Propranolol hydrochloride was incorporated into SBA-15 mesoporous material host by impregnation method to obtain host-guest nanocomposite material (SBA-15)-propranolol hydrochloride. By spectrophotometry, the amount of propranolol hydrochloride assembly was determined to be 382.05 mg/g (drug/SBA-15). Powder X-ray diffraction test results indicated that during the process of incorporation the framework of the molecular sieve was not destroyed and the molecular sieve still remained its structure ordering.
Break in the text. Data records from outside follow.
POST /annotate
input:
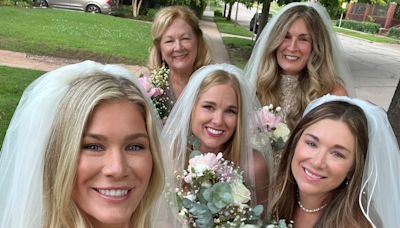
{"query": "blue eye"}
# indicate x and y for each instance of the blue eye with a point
(93, 147)
(134, 147)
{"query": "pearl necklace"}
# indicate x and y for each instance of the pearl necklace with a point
(311, 210)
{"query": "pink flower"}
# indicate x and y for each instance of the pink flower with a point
(268, 119)
(148, 86)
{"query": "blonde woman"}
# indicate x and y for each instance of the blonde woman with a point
(179, 45)
(340, 168)
(297, 59)
(82, 150)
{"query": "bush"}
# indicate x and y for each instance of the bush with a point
(362, 26)
(217, 13)
(394, 32)
(151, 13)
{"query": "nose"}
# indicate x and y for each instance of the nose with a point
(115, 164)
(318, 160)
(293, 44)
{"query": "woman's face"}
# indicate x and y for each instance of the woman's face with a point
(115, 164)
(323, 158)
(294, 51)
(179, 46)
(214, 117)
Fourier transform infrared spectra showed that the framework of the prepared host-guest material was remained in good condition. Low-temperature nitrogen adsorption-desorption at 77 K results showed that the surface area and the pore volume of (SBA-15)-propranolol hydrochloride host-guest material decreased compared to those of the host molecular sieve, indicating that propranolol hydrochloride guest molecules have partially occupied the channels of the molecular sieve. Transmission electron microscopy and scanning electron microscopy results indicated that two-dimensional hexagonal mesoporous pore channels of the molecular sieve were retained and (SBA-15)-propranolol hydrochloride composite material remained fibrous crystals and the average diameter of sample was 336 nm. It was discovered in drug release principle in the simulated body fluid that the effective release time of the drug reached 30 h and the maximum cumulative released amount of propranolol hydrochloride was 99.3 %. When drug release time arrived at 5 h in the simulated gastric juice, the maximum cumulative released amount was 51.2 %.When drug release time arrived at 9 h in the simulated intestinal fluid, the maximum cumulative released amount was 70.1 %. The drug sustained release results showed that SBA-15 is a well-controlled drug release carrier.